Take It Away, Space Man
Hello and welcome!
It’s been a minute since my last post because I’ve been a bit busy. To be specific I’ve been busy having a baby and recovering from the birth of our second son.
On Sunday, September 18th (about 24 hours exactly before our scheduled c-section), my water broke. I started freaking out a bit, not going to lie. I desperately didn’t want to leave my toddler but I had to. I was progressing a lot quicker than the first time and we live farther away from the hospital now.
I walked in, signed my name a couple of times with soaking pants (were the papers THAT important?), and began the waiting process to get prepped for my c-section.
We opted for the c-section for safety reasons as my eldest was in extreme danger during our last delivery and I sustained bad injuries which have been life-altering really. And although I knew the c-section was the right choice, I was scared out of my mind. But it all went incredibly smoothly and I didn’t even have a panic attack on the operating table (although I almost did but I prayed a lot so thanks God).

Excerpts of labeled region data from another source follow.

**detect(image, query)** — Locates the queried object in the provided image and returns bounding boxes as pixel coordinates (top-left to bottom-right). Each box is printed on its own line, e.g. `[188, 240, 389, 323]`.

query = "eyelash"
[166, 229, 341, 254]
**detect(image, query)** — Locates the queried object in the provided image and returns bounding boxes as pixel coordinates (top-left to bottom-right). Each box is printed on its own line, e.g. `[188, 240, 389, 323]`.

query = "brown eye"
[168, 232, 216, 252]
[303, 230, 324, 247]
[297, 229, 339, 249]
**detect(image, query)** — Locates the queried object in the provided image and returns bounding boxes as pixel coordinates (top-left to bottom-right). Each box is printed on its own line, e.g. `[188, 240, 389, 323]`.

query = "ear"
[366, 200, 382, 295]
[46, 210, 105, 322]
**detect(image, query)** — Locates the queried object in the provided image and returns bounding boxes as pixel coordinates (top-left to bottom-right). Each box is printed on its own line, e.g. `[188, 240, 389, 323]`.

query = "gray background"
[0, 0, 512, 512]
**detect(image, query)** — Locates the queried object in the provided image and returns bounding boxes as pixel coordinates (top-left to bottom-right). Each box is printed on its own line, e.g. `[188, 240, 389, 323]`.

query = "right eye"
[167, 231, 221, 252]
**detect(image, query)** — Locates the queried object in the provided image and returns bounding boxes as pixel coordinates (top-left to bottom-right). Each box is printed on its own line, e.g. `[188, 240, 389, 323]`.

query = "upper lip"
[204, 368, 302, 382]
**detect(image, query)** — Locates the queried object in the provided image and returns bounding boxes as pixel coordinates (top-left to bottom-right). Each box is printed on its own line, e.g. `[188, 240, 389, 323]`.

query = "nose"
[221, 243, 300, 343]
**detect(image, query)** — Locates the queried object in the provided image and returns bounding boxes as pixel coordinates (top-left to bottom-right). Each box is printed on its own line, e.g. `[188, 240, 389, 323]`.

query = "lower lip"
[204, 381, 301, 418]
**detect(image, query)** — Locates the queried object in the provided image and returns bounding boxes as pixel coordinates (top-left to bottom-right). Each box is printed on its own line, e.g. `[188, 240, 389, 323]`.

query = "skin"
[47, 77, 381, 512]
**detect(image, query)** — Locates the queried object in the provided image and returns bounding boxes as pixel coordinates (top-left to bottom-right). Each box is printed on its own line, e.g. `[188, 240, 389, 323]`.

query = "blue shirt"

And now we somehow have a family of 5. Our newest member fits right in and has captured the hearts of every single person in our family, even our toddler. I was so worried about what my eldest son would think but he is already highly protective of his baby brother. He checks on him constantly and always wants to know where he is and what he is doing. It’s the most precious thing to see ever.
It’s also definitely coming with its challenges which is natural of course. But I give it all to God. With the help of my incredible husband and my amazing mom, sister, and mother-in-law, I’ve been able to make it through this almost full 2 weeks post-partum.
Our newest member is perfect. Here on this platform, he will go by CJ as I don’t like to share my children much online. He’s super calm and chilled out. His cries are like squeaks (although he can get mad if he wants to). He came with loads of dark hair which I think will shock me for the rest of my life after having two redheads I really didn’t think it was in our genetic combination to make a dark-haired child but here we are. He looks a lot like his big brother and even shares some of the same funny physical details (like one toe that crosses over another). To say I’m grateful for my boys is an understatement.
The adjustment has not been easy. I think it’s funny after a major surgery normally you are told to take it easy. Well after a c-section, you are given some weird advice. Take it easy, but take care of this newborn and any other children you have. Don’t lift but carry your baby and don’t drive but somehow get to all these appointments in the first 2 weeks of recovery. Not to mention for me the mental recovery that has come with this whole being awake throughout an entire surgery but not being able to move. And on top of it all, the hormones are off the wall. I have had horrible feelings and thoughts. I’ve felt hopeless and so overwhelmed all I could do was cry. But I’ve called on my support system and submitted my needs to God; He is healing me. I no longer feel hopeless. I feel overwhelmed, yes at times. But I don’t feel hopeless. I know this newborn phase of not sleeping much is short. I also know this phase of my toddler testing the limits won’t be forever either. All of this is new here and we will fit into a good routine.
So as we go into our first week without any family staying with us, I look forward to figuring out life as the new “us”.
God has blessed us immensely. I’m so grateful for this new blessing.
Welcome to the family, my little half-pint. We all love you so much.